Application areas: Pharmaceuticals, food, cosmetics.

Fig. 4 Freeze Spray Drying[3]

6. Mechanical Ball Milling

This process has simple equipment and is suitable for small batch production, but the powder purity is low.

Material properties: Mechanical ball milling method is suitable for metals, ceramics and composite materials, such as iron powder, zirconia, tungsten carbide, etc.

Particle size distribution: The particle size of the produced powder can be controlled at the micron to nanometer level, with a wide distribution.

Purity: The powder produced by this process has low purity and is easy to introduce impurities. The introduction of impurities can be reduced by optimizing the ball milling medium and environment.

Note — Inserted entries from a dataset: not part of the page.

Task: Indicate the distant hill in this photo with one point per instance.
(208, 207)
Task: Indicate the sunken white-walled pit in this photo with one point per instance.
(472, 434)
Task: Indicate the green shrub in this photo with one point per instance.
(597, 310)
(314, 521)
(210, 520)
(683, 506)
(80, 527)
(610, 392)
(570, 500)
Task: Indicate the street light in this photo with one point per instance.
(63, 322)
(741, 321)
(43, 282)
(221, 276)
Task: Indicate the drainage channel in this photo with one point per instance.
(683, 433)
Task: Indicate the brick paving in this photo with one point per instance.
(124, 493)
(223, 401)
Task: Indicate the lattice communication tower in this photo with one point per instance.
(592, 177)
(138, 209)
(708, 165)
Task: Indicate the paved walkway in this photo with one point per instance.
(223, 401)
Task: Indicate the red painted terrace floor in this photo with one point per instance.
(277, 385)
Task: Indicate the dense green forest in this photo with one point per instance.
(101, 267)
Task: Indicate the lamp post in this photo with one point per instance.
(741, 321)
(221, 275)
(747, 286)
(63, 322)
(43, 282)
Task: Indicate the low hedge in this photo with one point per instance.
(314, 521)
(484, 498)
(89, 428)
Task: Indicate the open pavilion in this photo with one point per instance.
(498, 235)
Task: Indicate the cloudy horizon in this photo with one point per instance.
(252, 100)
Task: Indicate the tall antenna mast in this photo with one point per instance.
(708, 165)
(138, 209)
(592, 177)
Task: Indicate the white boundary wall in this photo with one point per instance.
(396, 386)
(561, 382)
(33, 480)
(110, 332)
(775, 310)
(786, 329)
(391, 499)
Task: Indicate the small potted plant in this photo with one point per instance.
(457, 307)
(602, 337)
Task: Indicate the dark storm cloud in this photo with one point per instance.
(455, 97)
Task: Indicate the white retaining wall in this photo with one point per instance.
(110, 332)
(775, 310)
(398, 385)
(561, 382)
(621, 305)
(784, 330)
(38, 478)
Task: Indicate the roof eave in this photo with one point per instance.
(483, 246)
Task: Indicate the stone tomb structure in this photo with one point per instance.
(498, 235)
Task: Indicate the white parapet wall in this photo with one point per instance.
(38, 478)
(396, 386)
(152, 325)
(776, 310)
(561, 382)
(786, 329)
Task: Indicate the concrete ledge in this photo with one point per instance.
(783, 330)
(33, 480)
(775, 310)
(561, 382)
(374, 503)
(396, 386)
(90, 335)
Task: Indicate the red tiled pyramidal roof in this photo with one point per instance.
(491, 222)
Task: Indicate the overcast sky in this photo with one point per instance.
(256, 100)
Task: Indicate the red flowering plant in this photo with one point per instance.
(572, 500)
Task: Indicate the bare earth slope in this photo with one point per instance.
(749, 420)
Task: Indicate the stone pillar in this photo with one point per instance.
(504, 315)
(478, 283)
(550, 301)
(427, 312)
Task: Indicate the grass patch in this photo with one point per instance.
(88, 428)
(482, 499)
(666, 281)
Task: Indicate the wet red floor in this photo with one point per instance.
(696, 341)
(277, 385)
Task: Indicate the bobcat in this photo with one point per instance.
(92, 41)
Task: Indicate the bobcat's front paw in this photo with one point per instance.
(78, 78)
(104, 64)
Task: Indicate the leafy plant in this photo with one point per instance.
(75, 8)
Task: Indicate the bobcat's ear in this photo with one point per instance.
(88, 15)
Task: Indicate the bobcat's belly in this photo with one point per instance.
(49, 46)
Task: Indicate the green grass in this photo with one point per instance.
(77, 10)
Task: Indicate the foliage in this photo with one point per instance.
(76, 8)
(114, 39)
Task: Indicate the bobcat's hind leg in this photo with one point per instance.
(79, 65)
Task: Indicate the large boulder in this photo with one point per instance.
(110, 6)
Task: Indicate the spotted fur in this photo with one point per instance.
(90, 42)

Application areas: Material preparation, powder metallurgy, composite materials.

7. Electrospray method

The electrospray method is suitable for preparing nanopowders and composite powders, but the output is low and is suitable for laboratory and small-scale production.

Material properties: This method is mainly used for polymer materials, composite materials and biological materials, such as polymer solutions, protein solutions, etc.

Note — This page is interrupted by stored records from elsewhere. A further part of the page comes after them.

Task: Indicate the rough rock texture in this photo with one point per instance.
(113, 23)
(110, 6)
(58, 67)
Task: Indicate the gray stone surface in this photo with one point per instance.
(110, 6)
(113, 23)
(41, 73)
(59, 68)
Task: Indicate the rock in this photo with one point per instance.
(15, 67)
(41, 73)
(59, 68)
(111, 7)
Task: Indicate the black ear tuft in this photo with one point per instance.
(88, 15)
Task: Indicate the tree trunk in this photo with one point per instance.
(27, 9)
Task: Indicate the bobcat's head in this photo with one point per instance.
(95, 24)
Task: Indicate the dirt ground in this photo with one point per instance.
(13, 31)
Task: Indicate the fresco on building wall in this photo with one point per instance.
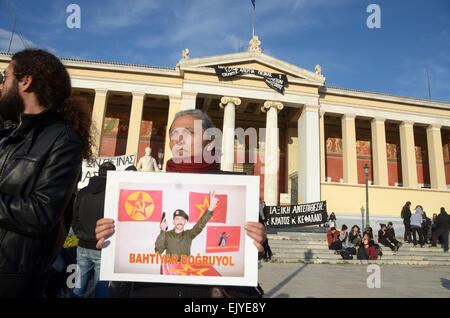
(334, 146)
(146, 129)
(392, 152)
(111, 126)
(363, 149)
(116, 125)
(421, 154)
(446, 150)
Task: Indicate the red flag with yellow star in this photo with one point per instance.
(199, 203)
(140, 206)
(189, 270)
(220, 239)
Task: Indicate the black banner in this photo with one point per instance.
(296, 215)
(273, 80)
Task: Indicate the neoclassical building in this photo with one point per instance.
(326, 134)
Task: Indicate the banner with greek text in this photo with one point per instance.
(296, 215)
(275, 81)
(90, 167)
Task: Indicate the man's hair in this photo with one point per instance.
(197, 113)
(53, 89)
(105, 167)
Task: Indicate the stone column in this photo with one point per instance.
(271, 157)
(174, 107)
(134, 126)
(188, 100)
(228, 104)
(98, 116)
(309, 174)
(322, 145)
(379, 156)
(408, 153)
(349, 149)
(436, 157)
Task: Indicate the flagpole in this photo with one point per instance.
(253, 22)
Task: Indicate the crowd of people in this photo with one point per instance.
(427, 231)
(419, 230)
(356, 243)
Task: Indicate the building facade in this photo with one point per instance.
(326, 134)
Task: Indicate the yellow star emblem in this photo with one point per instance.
(188, 270)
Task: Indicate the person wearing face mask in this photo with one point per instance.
(416, 225)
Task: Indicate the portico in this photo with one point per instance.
(307, 144)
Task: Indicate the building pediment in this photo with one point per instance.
(252, 60)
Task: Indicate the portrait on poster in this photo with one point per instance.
(180, 228)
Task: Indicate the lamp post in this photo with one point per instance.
(160, 157)
(366, 174)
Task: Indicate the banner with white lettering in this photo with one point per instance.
(90, 168)
(274, 80)
(296, 215)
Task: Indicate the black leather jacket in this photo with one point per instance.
(40, 164)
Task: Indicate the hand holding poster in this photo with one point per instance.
(296, 215)
(180, 228)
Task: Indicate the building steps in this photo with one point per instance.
(303, 247)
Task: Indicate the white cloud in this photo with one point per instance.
(14, 45)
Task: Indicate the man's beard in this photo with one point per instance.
(11, 104)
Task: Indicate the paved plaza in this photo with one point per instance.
(296, 280)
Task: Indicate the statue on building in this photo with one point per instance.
(185, 54)
(318, 69)
(255, 45)
(147, 163)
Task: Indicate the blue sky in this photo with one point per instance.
(414, 36)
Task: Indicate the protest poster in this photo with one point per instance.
(210, 249)
(296, 215)
(90, 167)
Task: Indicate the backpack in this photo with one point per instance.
(352, 250)
(336, 245)
(346, 254)
(361, 254)
(379, 250)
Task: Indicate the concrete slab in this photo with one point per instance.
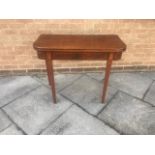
(4, 121)
(61, 80)
(131, 83)
(34, 111)
(87, 93)
(11, 130)
(77, 122)
(150, 96)
(15, 86)
(129, 115)
(150, 75)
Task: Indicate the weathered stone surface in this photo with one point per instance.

Particle size distribution: Powder particle size is usually in the nanometer to micron range, with a narrow distribution.

Purity: The powder produced has high purity, but it is controlled by the purity of the solution.

Application areas: Nanomaterials, medicine, sensors.

Table 1. Comparison for Different Powder Preparation Methods

Table 1. shows the comparison of different powder preparation processes in terms of powder making materials, powder particle size, purity, and application.

 

Stanford Advanced Materials (SAM) is at the forefront of developing metal powders. Provide metal and alloy powders made by different preparation processes, such as Refractory Powder, Nickel Based Powder, Aluminum Based Powder, and High Entropy Alloy Powder. For more information or specific applications for these alloy powders, please feel free to get in touch and check out our homepage.

Conclusion

Powders produced by different preparation processes have different particle size distributions and purity, and the required materials and applicable fields are also different. Among them, the gas atomization method and the centrifugal atomization method are suitable for large-scale production and have been used in many industries. PREP can be made into high-performance materials with high sphericity and is widely used in high-end aerospace. Sol-gel process, mechanical milling and electrospray can all produce nanoscale materials. The freeze spray drying method is suitable for heat-sensitive materials and is mainly used in the cosmetics, pharmaceutical and food industries.